Fearing this challenge, the Orban repression machine swung into action, trying to discredit him with AI deepfakes and attempting to get the EU to revoke his diplomatic immunity, which they refused. Despite these efforts, Tisza surged decisively ahead in the polls, becoming the first opposition party to hold such a wide lead since Orban took power. As their usual tricks weren’t working, the regime began to take a more violent stance, such as referring to political opponents as “insects” in a manner echoing WW2-era fascist leaders.
Orban also tried to use the culture war issue by banning Budapest’s Pride March in June 2025. This move backfired badly, as roughly 100,000 people showed up for the march in defiance of the ban, setting a record for the march’s attendance. In October 2025, a similar situation occurred as thousands turned out for a pride march in the city of Pecs after authorities banned it. This time, the organizer had obtained the permit for the march by claiming it was a protest against feral deer.
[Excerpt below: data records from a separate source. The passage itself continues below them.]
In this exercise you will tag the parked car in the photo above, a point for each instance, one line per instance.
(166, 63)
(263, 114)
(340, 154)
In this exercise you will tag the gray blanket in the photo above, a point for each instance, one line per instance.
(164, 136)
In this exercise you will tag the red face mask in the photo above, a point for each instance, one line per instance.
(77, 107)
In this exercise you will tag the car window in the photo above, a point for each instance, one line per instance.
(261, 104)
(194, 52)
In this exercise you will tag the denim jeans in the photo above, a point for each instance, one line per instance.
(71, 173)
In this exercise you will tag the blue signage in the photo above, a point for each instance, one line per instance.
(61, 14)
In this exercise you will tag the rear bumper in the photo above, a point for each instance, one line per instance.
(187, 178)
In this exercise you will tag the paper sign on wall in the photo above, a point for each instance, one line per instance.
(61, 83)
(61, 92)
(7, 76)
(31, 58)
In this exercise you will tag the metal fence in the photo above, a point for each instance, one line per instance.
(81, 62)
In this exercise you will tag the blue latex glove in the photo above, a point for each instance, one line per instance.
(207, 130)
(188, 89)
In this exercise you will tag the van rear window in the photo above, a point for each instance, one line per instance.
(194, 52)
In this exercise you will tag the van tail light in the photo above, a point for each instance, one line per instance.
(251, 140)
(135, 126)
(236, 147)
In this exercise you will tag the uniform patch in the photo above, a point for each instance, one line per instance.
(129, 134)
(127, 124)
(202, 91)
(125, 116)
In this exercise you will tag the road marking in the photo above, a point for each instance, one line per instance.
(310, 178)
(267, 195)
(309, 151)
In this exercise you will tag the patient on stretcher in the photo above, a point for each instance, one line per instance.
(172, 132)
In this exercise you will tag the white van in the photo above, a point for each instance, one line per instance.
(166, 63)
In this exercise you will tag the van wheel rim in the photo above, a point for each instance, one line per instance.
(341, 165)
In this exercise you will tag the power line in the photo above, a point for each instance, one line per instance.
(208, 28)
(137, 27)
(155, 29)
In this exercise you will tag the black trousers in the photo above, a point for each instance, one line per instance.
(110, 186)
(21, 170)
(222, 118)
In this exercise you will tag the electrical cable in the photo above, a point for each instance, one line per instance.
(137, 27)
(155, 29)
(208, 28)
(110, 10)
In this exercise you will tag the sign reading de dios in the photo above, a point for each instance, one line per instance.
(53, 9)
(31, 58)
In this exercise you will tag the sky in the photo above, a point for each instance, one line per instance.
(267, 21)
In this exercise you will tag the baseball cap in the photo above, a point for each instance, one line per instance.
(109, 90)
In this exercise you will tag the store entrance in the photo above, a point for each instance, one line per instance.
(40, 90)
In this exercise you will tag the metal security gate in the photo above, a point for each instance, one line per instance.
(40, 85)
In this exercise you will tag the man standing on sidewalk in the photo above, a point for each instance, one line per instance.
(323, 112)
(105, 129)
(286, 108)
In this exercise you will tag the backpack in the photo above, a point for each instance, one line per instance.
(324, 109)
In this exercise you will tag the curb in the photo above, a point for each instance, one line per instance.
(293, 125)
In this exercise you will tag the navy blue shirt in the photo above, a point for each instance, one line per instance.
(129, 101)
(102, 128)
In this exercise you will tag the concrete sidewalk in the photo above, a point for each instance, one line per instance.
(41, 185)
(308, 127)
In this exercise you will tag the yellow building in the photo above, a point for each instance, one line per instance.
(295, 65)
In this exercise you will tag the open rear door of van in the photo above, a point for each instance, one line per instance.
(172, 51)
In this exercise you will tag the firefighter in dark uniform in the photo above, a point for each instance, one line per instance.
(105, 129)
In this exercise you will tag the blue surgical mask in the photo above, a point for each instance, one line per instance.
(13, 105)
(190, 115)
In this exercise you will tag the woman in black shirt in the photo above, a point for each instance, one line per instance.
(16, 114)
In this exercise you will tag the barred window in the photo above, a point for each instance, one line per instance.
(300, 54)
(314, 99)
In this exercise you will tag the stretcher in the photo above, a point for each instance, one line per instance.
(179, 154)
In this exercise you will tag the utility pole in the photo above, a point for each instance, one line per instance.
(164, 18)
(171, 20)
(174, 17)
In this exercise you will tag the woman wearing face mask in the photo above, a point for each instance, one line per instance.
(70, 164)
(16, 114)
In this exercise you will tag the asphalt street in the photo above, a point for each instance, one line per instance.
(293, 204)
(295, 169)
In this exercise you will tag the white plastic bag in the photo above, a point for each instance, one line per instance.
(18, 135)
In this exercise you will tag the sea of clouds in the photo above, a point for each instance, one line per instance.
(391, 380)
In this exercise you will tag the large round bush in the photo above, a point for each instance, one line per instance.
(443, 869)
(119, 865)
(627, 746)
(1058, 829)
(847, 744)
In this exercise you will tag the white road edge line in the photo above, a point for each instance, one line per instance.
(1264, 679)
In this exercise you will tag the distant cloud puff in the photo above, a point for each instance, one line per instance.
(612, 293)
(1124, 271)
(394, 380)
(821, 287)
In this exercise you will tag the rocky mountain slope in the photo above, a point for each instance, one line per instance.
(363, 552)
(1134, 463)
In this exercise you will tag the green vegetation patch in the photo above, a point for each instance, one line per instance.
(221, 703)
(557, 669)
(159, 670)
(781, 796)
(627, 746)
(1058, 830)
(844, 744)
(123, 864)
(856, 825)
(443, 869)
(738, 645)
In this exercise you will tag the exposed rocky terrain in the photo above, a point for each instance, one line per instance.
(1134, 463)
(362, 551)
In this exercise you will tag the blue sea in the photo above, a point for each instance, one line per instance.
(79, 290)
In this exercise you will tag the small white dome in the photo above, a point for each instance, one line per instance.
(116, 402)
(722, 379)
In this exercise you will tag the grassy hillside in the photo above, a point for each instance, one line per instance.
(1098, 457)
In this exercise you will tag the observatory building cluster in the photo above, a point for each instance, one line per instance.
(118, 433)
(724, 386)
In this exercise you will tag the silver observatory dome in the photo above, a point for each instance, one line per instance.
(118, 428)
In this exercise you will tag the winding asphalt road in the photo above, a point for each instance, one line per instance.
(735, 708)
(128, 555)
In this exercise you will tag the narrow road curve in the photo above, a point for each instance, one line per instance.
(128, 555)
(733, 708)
Despite the apparent nature of the march, the police permitted it and even protected demonstrators from violent counter-protesters (the organizer was later called in for questioning, however).
The most visual expression of how the tide has turned against Orban was on October 23rd, the anniversary of the 1956 Hungarian Revolution. Both Orban and Magyar held competing marches in Budapest that day to commemorate the event. Orban held a “peace march” to call for the end of the war in Ukraine (on Russia’s terms), whereas Magyar held a “national march” a few hours later to call for an end to Orban’s regime. Although the regime had banned drones during the national march to prevent images of the crowd, a passenger on a passing plane captured an image of hundreds of thousands flooding the streets. Experts estimate that at least twice as many people showed up for Magyar’s march as for Orban’s.
At their respective rallies, Magyar gave a speech that compared Orban’s embrace of Putin to the Soviet puppet leaders the 1956 Revolution overthrew and outlined a vision of national unity and a prosperous future. In his address, Orban fearmongered about a potential regime change, but offered no proposals to fix the economy.
To make matters worse, Orban was snubbed of an opportunity to host peace talks between Trump and Putin when the Trump administration pulled out of the negotiations and announced significant sanctions on Russian oil and gas providers, which Hungary is almost entirely reliant on, against Orban’s wishes. This proves that despite the American right’s admiration of him, Trump has no intention to rescue his regime at the moment.
However, this momentum does not guarantee Orban will fall. The election rules are tilted in his favor, he can still mobilize a core base of supporters, and the possibility of Russian interference can’t be discounted. Additionally, Tisza must win a commanding majority in parliament to dismantle the regime fully without significant pushback.
But the election still presents Orban with a dilemma: he can let the election run fairly and almost certainly lose, or he can rig it so overtly that the regime loses all legitimacy and standing in the EU. It could also provoke protests that the police have shown themselves to be reluctant to crush. Either way, he now faces a dilemma that portrays his experiment as anything but successful.